Prior to joining Viatris, O’Donoghue worked as an R&D engineer within the medical device sector. In his current role, he primarily works on CAD activities to support the development of various combination product projects.
‘Working as part of a team to produce a finished product that can have a positive impact on a patient’s quality of life is the most satisfying part of working as an engineer’
– EOIN O’DONOGHUE
If there is such a thing, can you describe a typical day in the job?
My day typically begins with an email or MS Teams review to catch up on any new communications. This is usually followed by what we call a ‘daily project huddle’. This is where the team plans tasks for the day ahead and I find them particularly useful as it’s an opportunity for anyone in the team to request or offer support where necessary. Ultimately it helps to ensure a balanced workload.
The remainder of my day usually involves working through CAD-specific project tasks and attending team meetings to discuss technical topics in more detail where necessary.
What types of engineering projects do you work on?
The DDI team works cross-functionally on various combination product projects, with a key role in concept development, device design feasibility and injection moulding tool design. This is particularly enjoyable, as I can contribute to the design of a product from concept through to manufacture.
What engineering skills do you use on a daily basis?
3D modelling and 2D drawing are the core skills that I use daily. Effective communication skills are an important complement to these core skills. Considering input from stakeholders from different functional lines within the group is key to translating patient needs and requirements to CAD models and eventually finished products.
What are the hardest parts of engineering, and how do you navigate them?
Changing deadlines and priorities at a group level and within individual projects can be challenging. These can be navigated using available tools, such as team huddles and planner boards, to communicate the need for reprioritisation and ensure adequate resources are in place to meet critical milestones.
Do you have any productivity tips that help you through the day?

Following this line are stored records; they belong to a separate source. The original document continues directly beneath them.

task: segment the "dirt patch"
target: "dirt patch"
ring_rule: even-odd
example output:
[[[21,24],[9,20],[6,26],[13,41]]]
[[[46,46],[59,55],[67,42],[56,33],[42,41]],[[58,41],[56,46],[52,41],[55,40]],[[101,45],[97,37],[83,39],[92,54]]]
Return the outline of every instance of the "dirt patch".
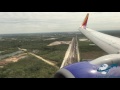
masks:
[[[6,64],[8,64],[10,62],[17,62],[20,59],[25,58],[26,55],[27,55],[27,53],[22,53],[22,54],[19,54],[19,55],[9,57],[7,59],[3,59],[3,60],[0,61],[0,67],[2,68],[4,65],[6,65]]]

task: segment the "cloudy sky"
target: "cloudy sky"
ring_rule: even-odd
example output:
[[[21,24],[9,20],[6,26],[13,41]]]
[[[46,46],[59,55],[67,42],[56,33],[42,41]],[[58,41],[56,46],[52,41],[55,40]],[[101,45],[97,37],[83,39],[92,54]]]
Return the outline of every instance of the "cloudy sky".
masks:
[[[120,12],[0,12],[0,34],[78,31],[87,13],[89,28],[120,30]]]

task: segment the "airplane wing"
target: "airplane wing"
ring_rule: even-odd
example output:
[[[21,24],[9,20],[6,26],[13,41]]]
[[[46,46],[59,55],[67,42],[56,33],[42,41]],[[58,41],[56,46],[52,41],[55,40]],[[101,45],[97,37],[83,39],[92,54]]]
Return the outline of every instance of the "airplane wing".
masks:
[[[105,52],[109,54],[119,54],[120,38],[87,28],[88,17],[89,13],[86,15],[82,25],[79,27],[81,33],[83,33],[88,39],[90,39]]]
[[[120,38],[87,28],[88,16],[79,28],[81,33],[108,55],[65,66],[56,72],[55,78],[120,78]]]

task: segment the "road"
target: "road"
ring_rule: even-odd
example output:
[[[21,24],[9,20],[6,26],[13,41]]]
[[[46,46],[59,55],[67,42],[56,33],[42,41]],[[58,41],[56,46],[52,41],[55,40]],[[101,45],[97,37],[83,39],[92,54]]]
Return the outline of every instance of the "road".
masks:
[[[60,68],[75,62],[79,62],[79,60],[80,60],[80,54],[79,54],[78,41],[76,36],[72,38],[72,41],[69,44],[69,47],[66,51],[64,60]]]
[[[54,63],[50,62],[50,60],[46,60],[46,59],[42,58],[41,56],[38,56],[38,55],[36,55],[36,54],[34,54],[34,53],[31,53],[31,52],[29,52],[29,54],[32,55],[32,56],[35,56],[36,58],[44,61],[45,63],[47,63],[47,64],[49,64],[49,65],[51,65],[51,66],[54,66],[54,67],[56,67],[56,68],[59,68],[59,67],[56,66]]]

As much as possible, I try and assign set amounts of time to each task I am working on and periodically cross-check progress with expectations. I find this helps me to stay focused and complements how project work is organised in MS Planner and through daily meetings. It can also help build confidence in estimating the time required for similar activities in the future.
What skills and tools are you using to communicate daily with your colleagues?
We use Microsoft Teams and Planner to communicate at Viatris. MS Teams facilitates engagement and interaction particularly for meetings where teams are split across multiple sites. MS Planner is used to assign individual tasks for each project. This is useful as it provides a forum for task collaboration and tracking in a concise manner outside of weekly project or functional group meetings.
How has this role changed as the engineering sector has grown and evolved?
This role has evolved with a focus on developing robust CAD data and CAD management systems. Maintaining CAD data that can be quickly and easily modified by design engineers is essential, particularly when working around rapidly changing design considerations during early phase device development and implementing changes to existing products. Robust CAD management is critical with respect to maintaining traceability of products from concept development to commercial devices.
What do you enjoy most about working as an engineer?
Working as part of a team to produce a finished product that can have a positive impact on a patient’s quality of life is the most satisfying part of working as an engineer. At Viatris there is the opportunity to work with a team of engineers and scientists with a diverse skillset. This has helped me gain an appreciation of what is required to empower people worldwide to live healthily at every stage of life and meet patient needs when designing combination products.
What advice would you give to someone who wants to work in engineering?
I would encourage someone who wants to work in engineering to always be willing to learn new skills and adapt to changing circumstances. Engineering, particularly the medical device space itself, is a diverse field and there are always opportunities to advance or specialise in a given area.